Republicans argued the Obama-era regulation gave the federal government too much oversight on an issue that should have been decided at the state level.
“As we saw too often, the Obama administration went beyond its legal authority in creating legislation that limits the role of state governments,” Senate Majority Leader Mitch McConnell, R-Ky., said.
But Democrats have warned the new law essentially vilifies jobless Americans and plays into the often-false stereotype that unemployed people are more likely to use drugs.
Studies about the correlation between drug use and employment status are mixed.
“If you’re looking for work, you’re guilty of drug use until being proven innocent,” Sen. Ron Wyden, D-Ore., said.
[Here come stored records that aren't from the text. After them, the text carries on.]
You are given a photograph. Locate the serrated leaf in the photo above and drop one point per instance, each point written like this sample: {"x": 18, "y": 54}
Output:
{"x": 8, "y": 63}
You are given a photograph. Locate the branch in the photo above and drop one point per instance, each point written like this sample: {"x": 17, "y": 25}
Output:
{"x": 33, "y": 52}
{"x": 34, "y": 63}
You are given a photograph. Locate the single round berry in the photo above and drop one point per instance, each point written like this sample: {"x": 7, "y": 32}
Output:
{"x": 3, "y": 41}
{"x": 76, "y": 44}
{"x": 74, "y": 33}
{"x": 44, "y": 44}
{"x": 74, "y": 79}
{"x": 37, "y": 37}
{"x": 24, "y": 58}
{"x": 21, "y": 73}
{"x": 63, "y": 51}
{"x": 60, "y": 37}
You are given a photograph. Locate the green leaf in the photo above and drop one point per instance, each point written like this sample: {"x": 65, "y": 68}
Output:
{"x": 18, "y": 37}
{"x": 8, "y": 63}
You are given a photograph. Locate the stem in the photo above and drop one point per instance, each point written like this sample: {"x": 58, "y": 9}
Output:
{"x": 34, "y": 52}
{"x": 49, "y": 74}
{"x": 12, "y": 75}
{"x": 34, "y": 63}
The little-used maneuver that got it through
The Department of Labor regulation went into effect in September and specified how states could use a 2012 law that allowed them to drug-test certain unemployment benefit seekers.
While the 2012 law broadly stated that states could test applicants looking for work in fields that that require frequent drug screening, the 2016 regulation more narrowly defined what that meant, giving a specific list of eligible jobs, including commercial drivers, flight crew members, and anyone who carries a firearm at work.
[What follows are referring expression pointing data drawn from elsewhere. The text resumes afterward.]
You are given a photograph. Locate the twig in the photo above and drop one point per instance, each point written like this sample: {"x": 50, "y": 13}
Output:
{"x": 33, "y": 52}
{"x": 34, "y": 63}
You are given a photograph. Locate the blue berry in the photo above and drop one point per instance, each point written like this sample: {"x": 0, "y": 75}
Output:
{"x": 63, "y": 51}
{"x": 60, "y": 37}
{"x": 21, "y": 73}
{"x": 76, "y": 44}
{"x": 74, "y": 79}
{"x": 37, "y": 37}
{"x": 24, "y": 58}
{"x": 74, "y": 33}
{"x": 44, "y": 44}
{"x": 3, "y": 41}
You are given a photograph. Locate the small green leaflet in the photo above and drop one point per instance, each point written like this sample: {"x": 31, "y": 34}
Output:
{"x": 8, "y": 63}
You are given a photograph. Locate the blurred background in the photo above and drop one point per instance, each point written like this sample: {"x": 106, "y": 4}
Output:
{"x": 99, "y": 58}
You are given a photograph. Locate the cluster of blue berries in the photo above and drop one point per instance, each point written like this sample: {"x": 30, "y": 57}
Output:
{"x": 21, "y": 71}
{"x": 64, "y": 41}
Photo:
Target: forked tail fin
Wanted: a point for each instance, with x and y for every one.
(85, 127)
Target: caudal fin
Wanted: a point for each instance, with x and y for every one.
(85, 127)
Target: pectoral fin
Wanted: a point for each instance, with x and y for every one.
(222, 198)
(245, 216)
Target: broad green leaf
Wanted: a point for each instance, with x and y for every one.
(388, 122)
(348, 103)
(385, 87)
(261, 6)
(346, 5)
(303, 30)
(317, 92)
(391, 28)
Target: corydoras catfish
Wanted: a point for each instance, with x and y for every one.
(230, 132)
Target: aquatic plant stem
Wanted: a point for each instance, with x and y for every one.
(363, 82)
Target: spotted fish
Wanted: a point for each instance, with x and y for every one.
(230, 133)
But since the 2016 regulation went into effect less than 60 legislative days ago, it was eligible for repeal under the Congressional Review Act. The little-used maneuver allows Congress to overturn newly implemented federal regulations with a simple majority (instead of the standard three-fifths vote).
The regulation-busting resolutions still need to be signed into law by the president, who typically is the person who oversaw the regulations to begin with.
That means that the maneuver is only effective during a regime change, when a new president aligned with Congress can undo the old party’s president’s rules.
Before this year, it had only been used once before, when President George W. Bush nixed a Clinton-era labor safety regulation.
The drug test regulation is the eighth Obama-era regulation the current Congress has killed through the Congressional Review Act. Among the stifled regulations are a measure that blocked some disabled Americans with mental health conditions from buying guns.
Back to the states?
After Trump signs the anti-regulation resolution into law, the Department of Labor will have the chance to write a new regulation in its place — however, the Congressional Review Act does stipulate that new orders can’t be too much like the nixed ones.
Labor officials have not indicated what the possible replacement could include.
Multiple states have expressed interest in drug-testing more of their benefits-seeking residents, and it’s possible that the deregulation may create room for them to proceed with more aggressive drug testing policies.
Florida enacted a law in 2011 that would have required that all welfare benefit recipients undergo drug screenings.
In 2015, Wisconsin Gov. Scott Walker preemptively sued the Obama administration for the right to drug-test recipients of the state’s public benefit programs, such as welfare and unemployment.
The case was tossed in September, with a judge arguing that Walker had no grounds on which to sue, since the federal government had not actually rejected his request.
Democrats from states that have tried to enact mandatory drug testing said the new deregulation could open the door for more widespread screenings.